Monday, Jan. 13, 1947

Poison in Jest

Russia's purges are traditionally grim affairs. The conspicuous difference between the current nationwide"houseclean-ing" and others is the sprightly (and skin-crawling) humor with which the tares of the malefactors have been exhibited in the Soviet press. Thus the toughest sentence is doubly justified, since the defendants have been proved not only criminal but ridiculous.

The latest case is the "Olkhovatka Hermes." Olkhovatka is a remote rural region of the Russian Soviet Federated Socialist Republic. Its Hermes is one Comrade Vakhlin, the "unrelenting" prosecutor of a local committee engaged in snooping into irregularities on collective farms. He was nicknamed for the mythological Hermes, who, according to the Soviet press, once stole a sheep, saying to the owner as he made off: "Don't do as I do, do as I tell you."

Prosecutor Vakhlin, according to the same source, stole a collective cow from the Red Partisan Collective Farm. He had it processed into bologna, and invited the members of his committee to eat it with him. In due time, the committee decided that the time had come for the prosecutor himself to be prosecuted. Charge: he had not only stolen the cow, but pocketed the proceeds.

Cried Vakhlin: If the cow was collective, so is the guilt. "Did you eat the cow? Yes. So all must answer for it."

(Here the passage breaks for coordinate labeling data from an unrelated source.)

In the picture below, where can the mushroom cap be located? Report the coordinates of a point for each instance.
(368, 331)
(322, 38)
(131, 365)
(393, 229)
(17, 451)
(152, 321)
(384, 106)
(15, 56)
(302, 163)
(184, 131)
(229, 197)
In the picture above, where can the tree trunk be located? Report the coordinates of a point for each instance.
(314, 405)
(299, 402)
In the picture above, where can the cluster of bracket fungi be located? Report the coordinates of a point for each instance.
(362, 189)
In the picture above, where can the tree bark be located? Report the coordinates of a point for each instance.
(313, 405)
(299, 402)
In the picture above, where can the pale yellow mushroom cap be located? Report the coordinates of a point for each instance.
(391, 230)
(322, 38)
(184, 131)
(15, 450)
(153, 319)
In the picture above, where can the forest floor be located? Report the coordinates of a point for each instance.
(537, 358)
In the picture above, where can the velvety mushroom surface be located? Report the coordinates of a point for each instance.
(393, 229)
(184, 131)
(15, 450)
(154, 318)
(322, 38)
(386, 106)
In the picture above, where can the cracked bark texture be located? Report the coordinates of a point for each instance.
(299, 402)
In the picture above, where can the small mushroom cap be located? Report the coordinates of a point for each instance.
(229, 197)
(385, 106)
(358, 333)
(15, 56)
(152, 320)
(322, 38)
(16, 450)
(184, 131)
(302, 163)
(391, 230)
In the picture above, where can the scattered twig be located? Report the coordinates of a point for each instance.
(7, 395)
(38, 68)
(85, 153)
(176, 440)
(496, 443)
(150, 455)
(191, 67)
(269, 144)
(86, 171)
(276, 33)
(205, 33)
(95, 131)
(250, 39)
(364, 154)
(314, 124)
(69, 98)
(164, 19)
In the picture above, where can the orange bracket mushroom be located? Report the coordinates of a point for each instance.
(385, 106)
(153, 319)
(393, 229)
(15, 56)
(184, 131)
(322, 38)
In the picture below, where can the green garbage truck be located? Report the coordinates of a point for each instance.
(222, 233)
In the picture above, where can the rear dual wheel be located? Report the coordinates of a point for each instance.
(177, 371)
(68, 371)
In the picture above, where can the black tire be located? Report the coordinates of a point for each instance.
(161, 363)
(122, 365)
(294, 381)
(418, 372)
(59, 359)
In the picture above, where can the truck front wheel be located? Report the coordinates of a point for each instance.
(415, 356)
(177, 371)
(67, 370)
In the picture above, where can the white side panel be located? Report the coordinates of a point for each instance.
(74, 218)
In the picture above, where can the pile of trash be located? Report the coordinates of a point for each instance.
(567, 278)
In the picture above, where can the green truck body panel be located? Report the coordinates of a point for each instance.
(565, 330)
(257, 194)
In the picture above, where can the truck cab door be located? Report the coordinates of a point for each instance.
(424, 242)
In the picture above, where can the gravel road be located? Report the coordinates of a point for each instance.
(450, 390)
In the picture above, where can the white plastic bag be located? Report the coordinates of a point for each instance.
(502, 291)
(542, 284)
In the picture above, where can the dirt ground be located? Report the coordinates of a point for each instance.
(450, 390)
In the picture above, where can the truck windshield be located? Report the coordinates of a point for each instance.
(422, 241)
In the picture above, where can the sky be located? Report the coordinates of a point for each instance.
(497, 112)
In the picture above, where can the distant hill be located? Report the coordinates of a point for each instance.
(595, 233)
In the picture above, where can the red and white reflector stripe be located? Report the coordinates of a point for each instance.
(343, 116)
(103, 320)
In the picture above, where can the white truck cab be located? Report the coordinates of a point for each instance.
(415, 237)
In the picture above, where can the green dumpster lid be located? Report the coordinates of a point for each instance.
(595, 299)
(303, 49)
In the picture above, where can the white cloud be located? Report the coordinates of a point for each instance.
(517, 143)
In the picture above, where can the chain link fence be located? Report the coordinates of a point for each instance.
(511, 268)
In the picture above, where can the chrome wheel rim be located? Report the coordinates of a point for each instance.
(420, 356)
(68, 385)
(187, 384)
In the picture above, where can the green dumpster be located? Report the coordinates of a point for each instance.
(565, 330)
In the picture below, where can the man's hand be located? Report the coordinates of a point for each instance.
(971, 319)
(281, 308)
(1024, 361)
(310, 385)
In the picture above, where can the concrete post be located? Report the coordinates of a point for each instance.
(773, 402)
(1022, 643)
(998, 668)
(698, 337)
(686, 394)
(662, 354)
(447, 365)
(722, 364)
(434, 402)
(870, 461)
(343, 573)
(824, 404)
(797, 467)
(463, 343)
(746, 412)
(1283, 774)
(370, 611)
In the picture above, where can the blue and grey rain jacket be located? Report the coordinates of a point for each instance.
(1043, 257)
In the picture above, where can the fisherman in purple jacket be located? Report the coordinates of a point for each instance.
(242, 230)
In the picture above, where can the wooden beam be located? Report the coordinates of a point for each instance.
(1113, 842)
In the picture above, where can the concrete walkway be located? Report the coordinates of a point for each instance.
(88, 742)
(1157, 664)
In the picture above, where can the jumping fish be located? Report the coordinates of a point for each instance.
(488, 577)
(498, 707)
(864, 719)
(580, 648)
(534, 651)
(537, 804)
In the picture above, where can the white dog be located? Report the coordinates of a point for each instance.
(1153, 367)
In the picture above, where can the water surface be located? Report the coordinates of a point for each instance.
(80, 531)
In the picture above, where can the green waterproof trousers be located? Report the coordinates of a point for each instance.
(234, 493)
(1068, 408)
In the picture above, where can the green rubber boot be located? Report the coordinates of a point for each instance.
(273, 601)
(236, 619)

Despite this irrefutable logic, said the Soviet press, Comrade Vakhlin was expelled from the party and fired from his job. Later, for unstated reasons, he was reinstated in the party and is now trying to practice law. But, runs the coy official moral, "the cow won't be reincarnated and the bologna has been eaten." Minimum meaning: Siberia is vast, and there is always room there for another Russian.